Reposant sur de simples observations sans confirmation virologique, son témoignage est à prendre avec grande précaution. D’autant que, de part et d’autre du Pacifique, ces déclarations alimentent la controverse sur l’origine du virus: alors que Donald Trump se plaît à qualifier le SRAS-CoV2 de «virus chinois», des officiels chinois, dont le porte-parole du ministère des affaires étrangères, évoquent ouvertement la théorie, un brin complotiste, selon laquelle le virus aurait été introduit à Wuhan par l’armée américaine.
Quelle propagation du virus?
Au Royaume-Uni, où le nombre de cas de Covid-19 explose, des chercheurs de l’université d’Oxford ont quant à eux tenté d’estimer le nombre de personnes potentiellement infectées par le virus. Très polémiques, leurs résultats avancent l’idée que la moitié de la population britannique aurait déjà été contaminée -l’immense majorité sans développer de symptômes.

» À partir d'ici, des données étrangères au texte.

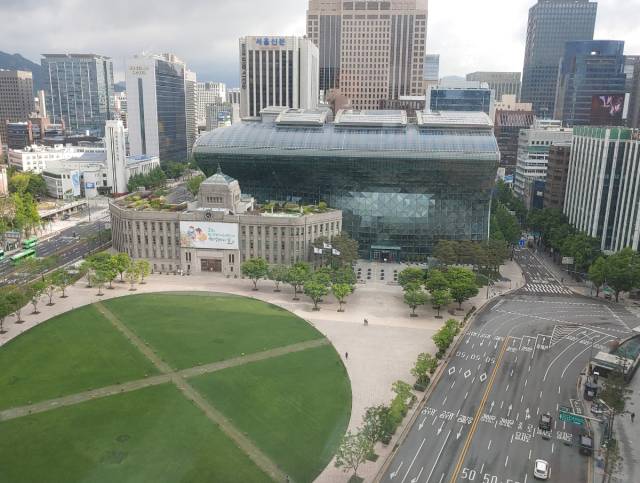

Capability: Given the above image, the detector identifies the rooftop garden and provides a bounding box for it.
[257,201,332,215]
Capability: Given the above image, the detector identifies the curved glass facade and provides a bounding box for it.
[194,121,499,259]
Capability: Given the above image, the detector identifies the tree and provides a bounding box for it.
[331,283,353,312]
[112,252,131,283]
[606,247,638,302]
[240,258,269,290]
[7,286,29,324]
[445,267,478,309]
[589,257,607,297]
[187,175,206,196]
[411,352,438,385]
[361,404,390,444]
[304,280,329,310]
[404,287,427,317]
[287,262,311,300]
[398,267,426,290]
[335,430,373,477]
[27,280,47,315]
[125,263,140,292]
[136,260,151,284]
[426,269,449,294]
[431,289,451,319]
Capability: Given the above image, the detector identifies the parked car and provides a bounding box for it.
[533,460,551,480]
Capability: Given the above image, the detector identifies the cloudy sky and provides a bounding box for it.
[0,0,640,86]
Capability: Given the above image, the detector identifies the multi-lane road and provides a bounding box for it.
[380,250,638,483]
[0,213,109,286]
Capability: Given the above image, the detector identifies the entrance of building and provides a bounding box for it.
[369,245,400,263]
[200,258,222,273]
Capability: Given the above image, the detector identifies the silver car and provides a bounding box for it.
[533,460,551,480]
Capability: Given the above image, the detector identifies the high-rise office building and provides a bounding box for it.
[184,70,198,158]
[520,0,598,118]
[564,126,640,251]
[42,54,114,136]
[126,54,189,162]
[104,121,127,193]
[628,63,640,129]
[467,72,520,102]
[0,69,35,145]
[513,119,571,197]
[307,0,428,109]
[555,40,627,126]
[196,82,226,127]
[240,37,319,118]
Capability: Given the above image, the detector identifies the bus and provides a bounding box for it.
[11,248,36,265]
[22,236,38,250]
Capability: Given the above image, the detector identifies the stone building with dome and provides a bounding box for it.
[109,167,342,277]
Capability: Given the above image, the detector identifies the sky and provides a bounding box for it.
[0,0,640,87]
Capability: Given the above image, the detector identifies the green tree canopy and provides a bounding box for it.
[240,258,269,290]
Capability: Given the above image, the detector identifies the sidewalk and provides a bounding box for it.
[0,262,524,483]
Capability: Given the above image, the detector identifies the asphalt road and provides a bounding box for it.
[381,250,638,483]
[0,216,109,286]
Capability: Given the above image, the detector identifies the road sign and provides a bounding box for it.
[560,408,584,426]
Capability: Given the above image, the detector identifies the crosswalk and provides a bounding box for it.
[523,283,573,295]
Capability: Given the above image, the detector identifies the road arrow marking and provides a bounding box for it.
[411,466,424,483]
[389,461,404,480]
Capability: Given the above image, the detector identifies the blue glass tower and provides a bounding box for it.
[555,40,626,127]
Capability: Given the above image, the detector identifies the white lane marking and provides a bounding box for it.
[401,438,427,483]
[425,430,451,483]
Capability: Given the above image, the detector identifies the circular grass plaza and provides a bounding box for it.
[0,293,351,483]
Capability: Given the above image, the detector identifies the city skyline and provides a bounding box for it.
[0,0,640,87]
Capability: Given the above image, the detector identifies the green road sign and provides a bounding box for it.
[560,409,584,426]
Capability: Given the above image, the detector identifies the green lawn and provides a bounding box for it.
[190,346,351,481]
[0,385,270,483]
[0,306,157,409]
[103,293,322,369]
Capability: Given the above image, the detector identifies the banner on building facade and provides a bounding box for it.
[180,221,239,250]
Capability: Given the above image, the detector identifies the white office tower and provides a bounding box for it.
[240,37,320,118]
[104,121,127,193]
[184,70,198,158]
[126,54,190,162]
[196,82,228,127]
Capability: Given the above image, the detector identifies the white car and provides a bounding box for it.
[533,460,551,480]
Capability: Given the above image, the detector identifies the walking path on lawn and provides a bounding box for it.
[0,262,524,483]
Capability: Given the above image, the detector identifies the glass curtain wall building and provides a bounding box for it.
[194,109,500,260]
[42,54,115,136]
[555,40,627,127]
[520,0,598,118]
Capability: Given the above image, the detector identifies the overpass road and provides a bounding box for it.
[380,250,638,483]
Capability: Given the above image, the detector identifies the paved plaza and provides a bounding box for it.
[0,262,524,482]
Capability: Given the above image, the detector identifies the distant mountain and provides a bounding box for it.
[0,51,44,91]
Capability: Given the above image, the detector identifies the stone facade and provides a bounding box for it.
[110,167,342,277]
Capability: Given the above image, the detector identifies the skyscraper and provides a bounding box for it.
[104,121,127,193]
[0,69,35,146]
[520,0,598,118]
[240,37,319,118]
[42,54,114,136]
[555,40,627,127]
[467,72,520,102]
[126,54,189,162]
[307,0,428,109]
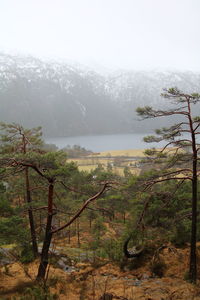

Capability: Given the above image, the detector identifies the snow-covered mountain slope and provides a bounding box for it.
[0,53,200,136]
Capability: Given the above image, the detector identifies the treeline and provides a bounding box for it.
[0,89,200,296]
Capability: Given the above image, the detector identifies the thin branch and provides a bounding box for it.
[51,182,110,233]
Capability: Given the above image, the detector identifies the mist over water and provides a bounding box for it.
[45,133,162,152]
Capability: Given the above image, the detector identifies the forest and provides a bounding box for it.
[0,88,200,300]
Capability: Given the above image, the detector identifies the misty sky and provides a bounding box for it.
[0,0,200,71]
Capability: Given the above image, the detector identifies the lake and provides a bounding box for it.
[45,133,160,152]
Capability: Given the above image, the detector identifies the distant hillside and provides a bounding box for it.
[0,53,200,136]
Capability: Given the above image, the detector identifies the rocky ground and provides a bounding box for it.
[0,247,200,300]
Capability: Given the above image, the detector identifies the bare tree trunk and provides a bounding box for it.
[77,218,81,247]
[25,167,38,258]
[189,146,197,283]
[36,182,54,280]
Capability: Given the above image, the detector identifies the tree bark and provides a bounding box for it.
[36,182,54,281]
[25,167,38,258]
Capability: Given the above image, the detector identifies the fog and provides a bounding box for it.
[0,0,200,143]
[0,0,200,71]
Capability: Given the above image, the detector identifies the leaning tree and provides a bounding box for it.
[0,122,43,257]
[137,88,200,283]
[0,151,111,280]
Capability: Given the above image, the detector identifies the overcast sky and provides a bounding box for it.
[0,0,200,71]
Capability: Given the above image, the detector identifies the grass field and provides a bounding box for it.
[68,149,145,176]
[94,149,145,157]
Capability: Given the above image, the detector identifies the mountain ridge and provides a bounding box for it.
[0,53,200,136]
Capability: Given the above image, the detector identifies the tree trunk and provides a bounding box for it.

Pour cela, ils se basent sur plusieurs hypothèses de R0 (taux de transmission par personne malade), ainsi que sur le risque de développer une forme sévère de la maladie. Dans leur scénario le plus poussé, à savoir 1 cas de maladie sévère pour 1.000 infectés, ce serait même 68% de la population britannique qui aurait hébergé le virus, calculent-ils.
L’étude, elle aussi non publiée à ce jour, fait l’objet de plusieurs critiques, notamment quant au fait que le taux de 1 personne hospitalisée pour 1.000 infectées semble un chiffre très largement sous-estimé. De plus, il repose sur un modèle épidémiologique simplifié à l’extrême, selon lequel la population britannique serait en mouvement permanent, ce qui surestime le taux de propagation. Selon les critiques, seule la pratique généralisée de tests anticorps sur la population permettra de déterminer quelle fraction est, ou a été, infectée.
A la différence de l’Italie, les trois premiers cas confirmés de Covid-19 en France sont survenus chez des personnes d’origine chinoise ayant récemment séjourné à Wuhan, et le nombre de cas lors des premiers jours n’a pas connu l’explosion italienne. Contacté par le JDLE, Santé publique France n'était pas en mesure de répondre quant à la possibilité d’une épidémie plus précoce en France. Quant au Centre européen de prévention et de contrôle des maladies (ECDC), il juge «en effet probable que la transmission ait commencé avant cette date [avant le premier cas officiellement recensé en Italie, ndlr], mais il est n’est pas possible de dire quand».